Ekipa UTEX ROW Rybnik swoje ostatnie ligowe zwycięstwo odnotowała 13 grudnia ubiegłego roku, kiedy to w Jeleniej Górze podopieczne Mirosława Orczyka wygrały po dogrywce. Wtedy jednak w drużynie były jeszcze Amerykanki, które były motorem napędowym śląskiego teamu.
Rybniczanki bardzo blisko przełamania fatalnej dla siebie passy były w minioną sobotę, kiedy to po dramatycznym pojedynku uległy w Łodzi ŁKS-owi Siemens AGD 57:61. Tym razem wszyscy zapowiadają, że zwycięstwo i dwa punkty pojadą do Rybnika.

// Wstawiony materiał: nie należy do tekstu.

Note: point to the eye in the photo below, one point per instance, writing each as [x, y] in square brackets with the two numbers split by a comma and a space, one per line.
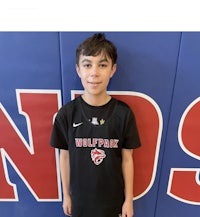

- Po ostatnim meczu w Łodzi patrzymy z optymizmem na konfrontację w Pabianicach. Nasza gra wyglądała już zdecydowanie lepiej, jednak zwycięstwa nie udało się odnieść. Po sześciu kolejnych porażkach musimy podnieść się przede wszystkim psychicznie przed fazą play off, dlatego do Pabianic jedziemy z jasno określonym celem: odnieść zwycięstwo! - zapowiada drugi trener rybnickiego zespołu Adam Rener.
Rybniczanki pomimo fatalnej serii nadal mają szanse na zakończenie rundy zasadniczej na szóstej pozycji, dlatego tak bardzo liczą na wygranie w Pabianicach. W środowym spotkaniu trener Orczyk nie będzie miał już problemów z Magdaleną Radwan, która przed tygodniem doznała kontuzji skręcenia kostki. Radwan czuje się już dobrze i w środę będzie do całkowitej dyspozycji swojego trenera.
W Pabianicach przygotowania do pojedynku z Rybnikiem są bardzo gorączkowe, gdyż ewentualna porażka może praktycznie do zera zminimalizować szanse beniaminka na utrzymanie się w Ford Germaz Ekstraklasie. PTK Aflofarm Vicard traci do przedostatniej w tabeli drużyny ŁKS-u Siemens AGD 3 oczka, dlatego sytuacja, żeby nie powiedzieć dramatyczna, jest bardzo ciężka, tym bardziej, że łodzianki Rybnik pokonały w poprzedniej kolejce.
Dużo w kadrze Sławomira Depty zależeć będzie od postawy zawodniczek zagranicznych, które po przybyciu do Pabianic ciągną i napędzają cały ten wózek. Nie bez znaczenia będzie również postawa takich zawodniczek jak Renata Piestrzyńska czy Anna Szyćko. Był swoją drużynę będzie chciała również odprawić Olena Proshchenko, która tego sezonu nie może zaliczyć do udanych. Jej rzuty trzypunktowe mogą jednak być kluczowe przy wyrównanym meczu.
Początek środowego spotkania w Pabianicach zaplanowano na godzinę 18:00.